Marked systemic hypertension can cause visual loss from exudates, hemorrhages, cotton-wool spots (focal nerve fiber layer infarcts), and optic disc edema.

In central or branch retinal vein occlusion, the fundus examination reveals engorged, phlebitic veins with extensive retinal hemorrhages.

In age-related macular degeneration, characterized by extensive drusen and scarring of the pigment epithelium, leakage of blood or fluid from subretinal neovascular membranes can produce sudden central visual loss.

Flashing lights and floaters may indicate a fresh vitreous detachment. Separation of the vitreous from the retina is a frequent involutional event in the elderly. It is not harmful unless it creates sufficient traction to produce a retinal detachment. Vitreous hemorrhage may occur in diabetic pts from retinal neovascularization.

Papilledema refers to optic disc edema from raised intracranial pressure. Transient visual obscurations are common, but visual acuity is not affected unless the papilledema is severe, long-standing, or accompanied by macular exudates or hemorrhage. Enlarged blind spots and peripheral constriction are typical. Neuroimaging should be obtained to exclude an intracranial mass. If negative, a LP is required to confirm elevation of the intracranial pressure. Pseudotumor cerebri (idiopathic intracranial hypertension) is a diagnosis of exclusion. Most pts are young, female, and obese; some are found to have occult cerebral venous sinus thrombosis. Treatment is with acetazolamide, repeated LPs, and weight loss (via bariatric surgery if necessary); some pts require lumboperitoneal shunting to prevent blindness.
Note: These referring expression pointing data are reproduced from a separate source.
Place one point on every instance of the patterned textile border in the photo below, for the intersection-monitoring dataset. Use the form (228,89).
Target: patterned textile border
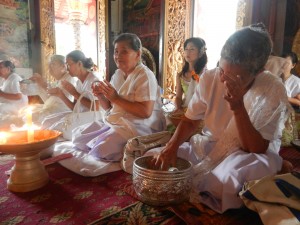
(68,198)
(142,214)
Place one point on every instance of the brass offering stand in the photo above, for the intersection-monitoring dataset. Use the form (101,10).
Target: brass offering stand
(28,172)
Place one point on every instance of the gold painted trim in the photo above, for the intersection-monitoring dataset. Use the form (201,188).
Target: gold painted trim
(102,30)
(296,49)
(47,20)
(176,30)
(47,35)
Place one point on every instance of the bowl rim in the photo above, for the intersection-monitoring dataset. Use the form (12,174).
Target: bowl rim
(162,172)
Optic neuritis is a common cause of monocular optic disc swelling and visual loss. If site of inflammation is retrobulbar, fundus will appear normal on initial examination. The typical pt is female, age 15-45, with pain provoked by eye movements. Glucocorticoids, typically IV methylprednisolone (1 g daily for 3 days) followed by oral prednisone (1 mg/kg daily for 11 days), may hasten recovery in severely affected pts but make no difference in final acuity (measured 6 months after the attack). If an MRI shows multiple demyelinating lesions, treatment for multiple sclerosis (Chap. 190. Multiple Sclerosis) should be considered. Optic neuritis involving both eyes simultaneously or sequentially suggests neuromyelitis optica.
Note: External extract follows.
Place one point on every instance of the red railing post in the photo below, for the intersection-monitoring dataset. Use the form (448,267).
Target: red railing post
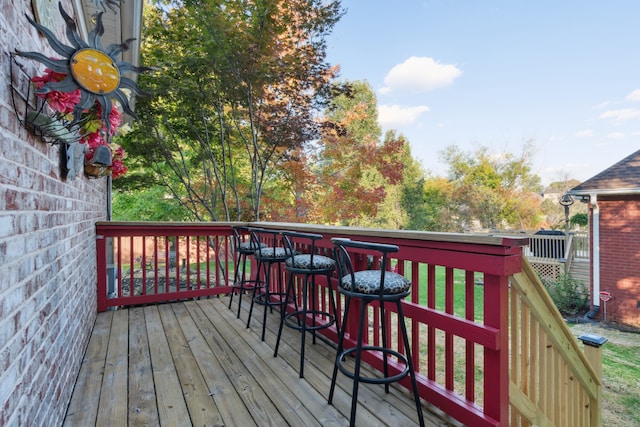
(496,362)
(101,271)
Anterior ischemic optic neuropathy (AION) is an infarction of the optic nerve head due to inadequate perfusion via the posterior ciliary arteries. Pts have sudden visual loss, often noted on awakening, and painless swelling of the optic disc. It is important to differentiate between nonarteritic (idiopathic) AION and arteritic AION. There is no treatment for nonarteritic AION. In contrast, arteritic AION is caused by giant cell (temporal) arteritis and requires immediate glucocorticoid therapy to prevent blindness; temporal artery biopsy establishes the diagnosis. The ESR and C-reactive protein should be checked in any elderly pt with acute optic disc swelling or symptoms suggestive of polymyalgia rheumatica (associated with arteritic AION).